Higher-Order Graph Models: From Theoretical Foundations to Machine Learning
( 29. Aug – 01. Sep, 2021 )
- Tina Eliassi-Rad (Northeastern University - Boston, US)
- Vito Latora (Queen Mary University of London, GB)
- Martin Rosvall (University of Umeå, SE)
- Ingo Scholtes (Universität Würzburg, DE & Universität Zürich, CH)
- Michael Gerke (für wissenschaftliche Fragen)
- Jutka Gasiorowski (für administrative Fragen)
- Sequential Motifs in Observed Walks - LaRock, Timothy; Scholtes, Ingo; Eliassi-Rad, Tina - Cornell University : arXiv.org, 2022. - 31 pp..
- Inference of time-ordered multibody interactions - Alvarez-Rodriguez, Unai; Petrovic, Luka V.; Scholtes, Ingo - Cornell University : arXiv.org, 2021. - 10 pp..
- De Bruijn goes Neural : Causality-Aware Graph Neural Networks for Time Series Data on Dynamic Graphs - Qarkaxhija, Lisi; Perri, Vincenzo; Scholtes, Ingo - Cornell University : arXiv.org, 2022. - 15 pp..
- One Graph to Rule them All : Using NLP and GraphNeural Networks to analyse Tolkien’s Legendarium - Perri, Vincenzo; Qarkaxhija, Lisi; Zehe, Albin; Hotho, Andreas; Scholtes, Ingo - Cornell University : arXiv.org, 2022. - 26 pp..
Graph and network models are a cornerstone of data science and machine learning applications in computer science, social sciences, humanities, and life sciences.
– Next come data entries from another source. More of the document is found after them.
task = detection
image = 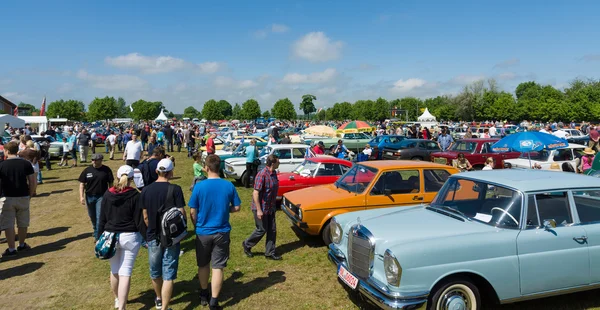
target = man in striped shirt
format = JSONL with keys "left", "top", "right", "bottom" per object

{"left": 242, "top": 154, "right": 281, "bottom": 260}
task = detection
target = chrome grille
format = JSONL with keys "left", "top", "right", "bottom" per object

{"left": 348, "top": 224, "right": 374, "bottom": 279}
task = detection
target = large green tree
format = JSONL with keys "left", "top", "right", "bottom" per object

{"left": 46, "top": 99, "right": 85, "bottom": 120}
{"left": 116, "top": 97, "right": 130, "bottom": 118}
{"left": 299, "top": 94, "right": 317, "bottom": 118}
{"left": 271, "top": 98, "right": 297, "bottom": 120}
{"left": 218, "top": 100, "right": 232, "bottom": 119}
{"left": 183, "top": 106, "right": 201, "bottom": 119}
{"left": 87, "top": 96, "right": 118, "bottom": 121}
{"left": 18, "top": 102, "right": 40, "bottom": 114}
{"left": 130, "top": 99, "right": 164, "bottom": 120}
{"left": 262, "top": 110, "right": 271, "bottom": 118}
{"left": 372, "top": 97, "right": 390, "bottom": 121}
{"left": 232, "top": 103, "right": 242, "bottom": 119}
{"left": 202, "top": 99, "right": 223, "bottom": 120}
{"left": 241, "top": 99, "right": 261, "bottom": 120}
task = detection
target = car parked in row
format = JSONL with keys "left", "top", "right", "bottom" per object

{"left": 368, "top": 135, "right": 406, "bottom": 158}
{"left": 382, "top": 139, "right": 440, "bottom": 161}
{"left": 504, "top": 144, "right": 586, "bottom": 170}
{"left": 431, "top": 138, "right": 520, "bottom": 170}
{"left": 277, "top": 157, "right": 352, "bottom": 200}
{"left": 328, "top": 170, "right": 600, "bottom": 310}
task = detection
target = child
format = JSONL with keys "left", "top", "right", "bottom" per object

{"left": 60, "top": 137, "right": 70, "bottom": 167}
{"left": 190, "top": 152, "right": 206, "bottom": 190}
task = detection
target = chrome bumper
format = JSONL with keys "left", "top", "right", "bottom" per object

{"left": 223, "top": 170, "right": 240, "bottom": 179}
{"left": 328, "top": 244, "right": 428, "bottom": 310}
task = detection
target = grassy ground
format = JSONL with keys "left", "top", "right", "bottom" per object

{"left": 0, "top": 149, "right": 600, "bottom": 309}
Most state-of-the-art network analysis and graph-based learning techniques build on simple graph abstractions, where nodes represent a system's elements, and links represent dyadic interactions, relations, or dependencies between those elements. This mathematical formalism has proven useful for reasoning about, for example, the centrality of nodes, the evolution and control of dynamical processes, and the community or cluster structure in complex systems.
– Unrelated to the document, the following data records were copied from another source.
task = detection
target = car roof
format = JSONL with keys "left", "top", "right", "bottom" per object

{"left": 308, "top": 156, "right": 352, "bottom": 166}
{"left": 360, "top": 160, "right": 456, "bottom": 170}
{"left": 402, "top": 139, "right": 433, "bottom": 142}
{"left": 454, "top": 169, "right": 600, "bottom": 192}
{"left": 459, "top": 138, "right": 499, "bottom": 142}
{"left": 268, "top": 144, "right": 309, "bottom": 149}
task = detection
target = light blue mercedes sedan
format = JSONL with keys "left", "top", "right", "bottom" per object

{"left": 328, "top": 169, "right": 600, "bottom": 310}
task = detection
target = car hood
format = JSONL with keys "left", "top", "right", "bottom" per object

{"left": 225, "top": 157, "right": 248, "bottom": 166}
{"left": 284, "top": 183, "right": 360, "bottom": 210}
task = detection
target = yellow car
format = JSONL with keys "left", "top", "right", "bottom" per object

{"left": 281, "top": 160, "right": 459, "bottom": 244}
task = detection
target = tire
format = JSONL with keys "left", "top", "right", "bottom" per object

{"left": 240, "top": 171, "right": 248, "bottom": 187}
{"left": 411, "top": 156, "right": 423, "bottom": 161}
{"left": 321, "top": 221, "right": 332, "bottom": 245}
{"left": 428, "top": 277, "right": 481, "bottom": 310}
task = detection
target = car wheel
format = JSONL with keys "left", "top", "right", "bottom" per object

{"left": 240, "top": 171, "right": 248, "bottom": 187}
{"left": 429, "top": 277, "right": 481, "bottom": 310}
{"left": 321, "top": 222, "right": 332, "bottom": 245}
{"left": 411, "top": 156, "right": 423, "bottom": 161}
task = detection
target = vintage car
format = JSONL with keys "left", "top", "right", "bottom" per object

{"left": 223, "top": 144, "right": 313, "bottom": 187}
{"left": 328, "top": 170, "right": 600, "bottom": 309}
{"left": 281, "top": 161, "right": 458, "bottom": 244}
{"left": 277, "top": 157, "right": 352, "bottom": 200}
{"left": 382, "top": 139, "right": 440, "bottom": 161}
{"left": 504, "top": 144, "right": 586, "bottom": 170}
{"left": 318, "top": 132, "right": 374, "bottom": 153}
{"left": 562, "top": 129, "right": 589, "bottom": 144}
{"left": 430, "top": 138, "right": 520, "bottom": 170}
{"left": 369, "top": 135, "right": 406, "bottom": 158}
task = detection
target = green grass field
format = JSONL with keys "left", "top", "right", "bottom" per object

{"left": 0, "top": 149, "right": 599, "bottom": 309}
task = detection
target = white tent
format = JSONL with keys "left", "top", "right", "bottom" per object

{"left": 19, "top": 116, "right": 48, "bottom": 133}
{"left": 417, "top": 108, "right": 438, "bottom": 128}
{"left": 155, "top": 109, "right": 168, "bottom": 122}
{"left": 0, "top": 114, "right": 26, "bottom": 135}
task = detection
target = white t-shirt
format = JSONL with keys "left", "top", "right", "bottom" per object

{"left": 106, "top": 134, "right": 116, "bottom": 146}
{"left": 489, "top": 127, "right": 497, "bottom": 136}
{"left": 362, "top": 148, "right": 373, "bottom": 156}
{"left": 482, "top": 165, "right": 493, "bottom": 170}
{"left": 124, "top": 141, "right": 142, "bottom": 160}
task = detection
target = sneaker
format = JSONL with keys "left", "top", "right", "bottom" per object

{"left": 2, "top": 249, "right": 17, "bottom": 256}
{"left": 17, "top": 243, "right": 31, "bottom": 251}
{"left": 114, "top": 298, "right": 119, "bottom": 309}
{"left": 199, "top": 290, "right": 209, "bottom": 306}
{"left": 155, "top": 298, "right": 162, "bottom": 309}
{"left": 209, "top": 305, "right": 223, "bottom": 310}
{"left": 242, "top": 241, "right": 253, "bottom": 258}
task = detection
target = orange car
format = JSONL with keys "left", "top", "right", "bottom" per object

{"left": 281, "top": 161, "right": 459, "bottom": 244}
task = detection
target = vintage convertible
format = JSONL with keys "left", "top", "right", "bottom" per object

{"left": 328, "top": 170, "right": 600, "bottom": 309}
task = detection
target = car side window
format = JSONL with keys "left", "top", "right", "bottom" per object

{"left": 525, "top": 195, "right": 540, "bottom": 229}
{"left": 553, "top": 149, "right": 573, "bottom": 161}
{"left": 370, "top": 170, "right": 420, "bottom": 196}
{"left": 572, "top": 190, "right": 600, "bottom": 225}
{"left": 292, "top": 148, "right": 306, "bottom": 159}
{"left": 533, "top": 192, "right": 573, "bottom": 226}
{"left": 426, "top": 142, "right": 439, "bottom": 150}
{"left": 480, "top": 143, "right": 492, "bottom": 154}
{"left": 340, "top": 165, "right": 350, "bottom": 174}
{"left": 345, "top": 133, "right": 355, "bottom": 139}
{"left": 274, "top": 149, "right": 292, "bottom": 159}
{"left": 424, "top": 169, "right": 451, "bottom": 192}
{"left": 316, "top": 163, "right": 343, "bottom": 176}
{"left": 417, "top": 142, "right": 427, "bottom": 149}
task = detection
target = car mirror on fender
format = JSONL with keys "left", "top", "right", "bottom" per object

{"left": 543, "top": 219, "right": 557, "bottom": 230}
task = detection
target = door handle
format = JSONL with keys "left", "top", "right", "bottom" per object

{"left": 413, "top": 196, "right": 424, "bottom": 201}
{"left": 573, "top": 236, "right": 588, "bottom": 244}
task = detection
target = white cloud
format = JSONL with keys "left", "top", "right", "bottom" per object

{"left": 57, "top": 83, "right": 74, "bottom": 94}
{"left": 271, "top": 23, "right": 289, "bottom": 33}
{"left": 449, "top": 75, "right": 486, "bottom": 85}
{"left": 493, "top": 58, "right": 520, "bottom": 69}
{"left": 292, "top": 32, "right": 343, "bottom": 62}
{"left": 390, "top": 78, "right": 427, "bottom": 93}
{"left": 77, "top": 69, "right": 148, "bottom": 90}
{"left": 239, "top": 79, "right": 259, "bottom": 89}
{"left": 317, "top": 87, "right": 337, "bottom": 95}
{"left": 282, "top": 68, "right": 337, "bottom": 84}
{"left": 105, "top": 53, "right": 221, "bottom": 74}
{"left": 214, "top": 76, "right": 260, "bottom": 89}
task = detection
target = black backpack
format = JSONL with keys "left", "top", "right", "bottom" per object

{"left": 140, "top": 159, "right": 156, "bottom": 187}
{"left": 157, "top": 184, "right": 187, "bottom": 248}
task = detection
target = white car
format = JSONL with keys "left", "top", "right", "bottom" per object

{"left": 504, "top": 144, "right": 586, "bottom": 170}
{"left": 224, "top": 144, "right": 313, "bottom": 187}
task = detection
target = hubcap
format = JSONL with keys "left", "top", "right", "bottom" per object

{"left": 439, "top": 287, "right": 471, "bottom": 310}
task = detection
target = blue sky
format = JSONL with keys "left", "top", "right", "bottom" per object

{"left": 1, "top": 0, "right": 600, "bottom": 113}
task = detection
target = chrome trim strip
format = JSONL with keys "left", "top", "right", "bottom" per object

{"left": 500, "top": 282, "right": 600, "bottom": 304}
While the advantages of graph models of relational data are undisputed, we often have access to rich data with multiple types of higher-order, inherently non-dyadic interactions that simple graphs cannot represent in a meaningful way. Important examples include relational data on actors in social systems who engage in group collaborations, time-stamped interaction data giving rise to chronologically ordered sequences of (dyadic) links, sequential data such as user clickstreams, mobility trajectories or citation paths with sequences of traversed nodes, and data on networked systems with multiple types or layers of connectivity. Over the past years, researchers have shown that the presence of such higher-order interactions can fundamentally influence our understanding of complex networked systems. They can change our notion of the importance of nodes captured by centrality measures, affect the detection of cluster and community structures in graphs, and influence dynamical processes like diffusion or epidemic spreading, as well as associated control or containment strategies in non-trivial ways.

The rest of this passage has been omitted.